Update (01/26/09) - 1.8 uploaded and now brings back substructure highlighting. Also atoms are no longer colored, which makes it easier to see the highlighted substructure

Update (01/17/09) - 1.7 uploaded and includes improvements to fingerprint calculation performance and the latest 2D rendering code

Update (01/16/09) - Moved source code to GitHub repository, located at http://github.com/rajarshi/saliviewer/tree/master

Update (09/27/08) - Fixed a bug where the SALI curve UI was not synced with the chemical data that may have been freshly loaded. This update makes sure that when new chemical data is loaded, the SALI curve UI is killed.

Another result of this update is that the jar file is 15MB. This is because we now include the entire CDK library. This is done because the latest version does not properly display 2D depictions on OS X. After this is fixed we will provide a leaner update.

Update (05/13/08) - Updated to use dashed edges between nodes that have a similarity of 1.0

Update (05/08/08) - Updated so that the SALI zoom slider indicates the cutoff at which the network gets so large that layout and rendering might take a long time. Currently, a large network is defined as having 200 or more edges. The cutoff is rounded up to the nearest 10, so it's an approximate indicator

Update (05/06/08) - Fixed a bug which resulted in fingerprint calculation failing since the config file did not have the fingerprint type attribute in it. Also added a dialog to indicate that data loading is complete. Probably should make this into a message on the status bar

Update (04/26/08) - Fixed rendering issues with the latest CDK trunk. Also provided the option to choose which CDK fingerprinter the network should use

Update (04/25/08) - SALI curve functionality is now included in the application. The input format has also been extended to allow specification of one or more predicted property columns

Update (02/29/08) - Depictions of pairs of molecules are now resizable. The application also uses the graph directory specified in the Preferences window. Activities are formatted to two decimal places. Keyboard shortcuts added for loading SALI data and generating the SALI matrix. Also provide a menu option to toggle whether structure differences are highlighted

Update (02/17/08) - Depictions of individual molecules are now resizable

Update (02/16/08) - Structure depictions now display molecule name and activity in the panel itself, rather than just on the title bar. Updated preference pane for SALI operations. You can now alter the length and depth of the CDK fingerprint, highlight differences in the structure for a SALI pair (though for large molecules, MCSS detection may take a very long time) and also define whether a smaller activity value is better (say IC50) or a larger one is better (say -log IC50)

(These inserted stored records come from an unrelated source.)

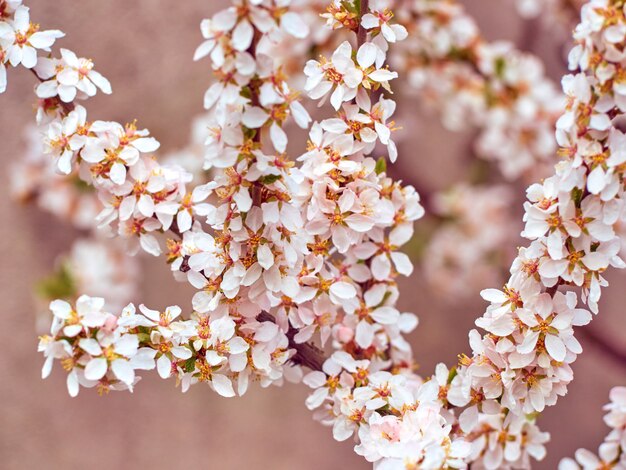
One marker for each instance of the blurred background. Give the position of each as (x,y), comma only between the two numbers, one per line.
(145,47)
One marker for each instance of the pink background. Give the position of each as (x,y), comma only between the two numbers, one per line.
(144,47)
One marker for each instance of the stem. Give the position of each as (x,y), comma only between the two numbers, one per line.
(306,354)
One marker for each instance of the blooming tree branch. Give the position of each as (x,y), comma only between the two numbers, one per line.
(295,263)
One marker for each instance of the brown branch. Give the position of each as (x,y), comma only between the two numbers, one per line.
(307,354)
(67,107)
(361,35)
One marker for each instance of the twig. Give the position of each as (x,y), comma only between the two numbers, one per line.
(602,344)
(307,354)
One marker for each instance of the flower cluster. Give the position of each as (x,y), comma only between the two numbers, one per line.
(612,452)
(524,360)
(20,39)
(100,349)
(493,86)
(287,255)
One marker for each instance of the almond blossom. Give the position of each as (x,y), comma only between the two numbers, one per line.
(286,253)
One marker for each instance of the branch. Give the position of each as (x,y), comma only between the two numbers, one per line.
(307,354)
(604,345)
(361,35)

Update (02/15/08) - Updated code to handle molecule names starting with a digit or names containing dashes. The input file format has been changed and the code updated to support it. No longer crashes if activity is missing. Edges corresponding to cliffs for which the similarity equals 1.0, have diamond shaped arrow heads. All other edge will have the normal triangular arrow head.

Update (01/23/08) - Structural differences between pairs are not highlighted due to a bug in the CDK MCSS detection procedure. Once that's fixed, it'll be back

Update (01/22/08) - The program will now highlight the difference in the two structures when an edge is clicked. Note that this seems to be buggy as the MCSS algorithm is sometimes behaving weirdly. Also, edges of the graph are now colored based on the magnitude of the activity cliff, at a given cutoff value. Black is the largest cliff and light grey is the smallest cliff.

Visualizing SALI networks

An example of the interface is here. There are three ways to visualize SALI networks. In all cases, the edges of the SALI network are colored in a grey scale, such that black represents the most significant activity cliff and light grey corresponds to the smallest activity cliff, for a given cutoff

Download

You can get the v2.0 SALI viewer (based on ZGRViewer v0.8) from here and a few example SALI networks are provided below. You'll need to have Graphviz installed on your system for the viewer to work.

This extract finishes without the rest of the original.